25 avril 2007

Le jeu des différences pas importantes: le retour de la file d’attente

Vous vous rappellez peut-être que j’ai récemment abordé le problème des files d’attentes Canadiennes. Eh bien lors de notre dernier week-end de glisse, j’ai pu constater une différence choquante dans les files d’attentes aux remontées mécaniques.

En France, c’est simple, y’a des barrières qui concentrent les gens jusqu’à n’avoir plus que le nombre nécessaire de personnes pour le télé-siège.
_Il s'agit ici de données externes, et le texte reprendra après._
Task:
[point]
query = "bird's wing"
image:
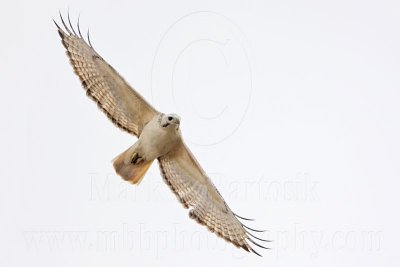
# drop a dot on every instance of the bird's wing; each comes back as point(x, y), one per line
point(194, 189)
point(120, 102)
En fonction des gens qui grugent, et de ceux qui veulent rester en groupe, les télé-sièges sont plus ou moins remplis.

Par ici, dans un souci écoeurant d’optimisation mondialo-capitaliste du rendement des télé-sièges permettant de minimiser l’attente de la clientèle et ainsi de maximiser le facteur économique de cette énorme machine marketing qu’est une station de ski, on trouve une petite file d’attente supplémentaire sur le côté. Il s’agit de la file des « singles« , à savoir les gens tous seuls. Cette file rejoint la file principale à la fin, et permet ainsi de compléter tous les télé-sièges, s’assurant de leur plénitude. Euh, de leur pleintitude. Enfin du fait qu’ils soient pleins, quoi (c’est moi ou il manque des mots à la langue française?).

C’est honteux. Du coup on se retrouve à côté de gens qui vous sortent des « oh bah il fait beau aujourd’hui« , ou encore « c’est la première fois que je viens par ici, c’est sympathique« , voire même « eh, gars, ça te dit de s’amuser à cracher sur les gens qui passent en dessous?« . Alors qu’on pourrait se la couler douce à 3 sur un truc pour 5, à se prendre en photo et à chanter des chansons Savoyardes. Mais non. Du coup, on est à 5 sur un truc pour 5, et, euh, on se prend en photo, et on chante des chansons Savoyardes. Bah, c’est pas plus mal, ça exporte la culture française, tiens.

  • Pierre

    Sans compter sur tester des inconnus sur leur aptitude à recréer l’orchestre du Muppets Show à la bouche…

  • Bertrand

    Et encore, le plus écoeurant est le petit Hitler d’opérette qui orchestre la file d’attente en composant les groupes pour s’assurer que tous les sièges soient remplis. Je ne parle même pas de la discipline avilissante des skieurs qui se prêtent servilement à ce petit jeu.
    C’est bien simple, depuis que j’habite ici, on ne m’a marché sur les skis qu’une fois. Et encore, le type, probablement effrayé par la perspective d’un procès, m’a glissé un billet de $20 pour s’excuser…

  • Axel

    Complétude 😉

  • 🙂
    Excellent.

  • Max

    Wahoo, je suis interloqué par ton post.
    Je ne te suis pas trop quand tu parles « d’optimisation mondialo-capitaliste ». Il y a juste une file supplémentaire pour boucher les trous et faire en sorte que tu attendes moins dans la file d’attente.
    Aucun lien avec une « maximisation du facteur économique » : tu as déjà acheté ton forfait !
    Je trouve que c’est juste une bonne idée !
    PS : Pitié, au nom des français expatriés, arrête de chanter des chansons de beauf sur les télésièges ou de parler trop fort dans la rue !

  • Non non Ludo voulait bien dire que ça le faisait super chier de ne plus attendre des heures aux télésièges et se peler en attendant.

  • Voila, stephanie, merci 🙂

    Et Max, rassure-toi, je ne chante pas des chansons Savoyardes, en vrai. Je chante des chansons du Nord-Pas-de-Calais, c’est vachement plus classe.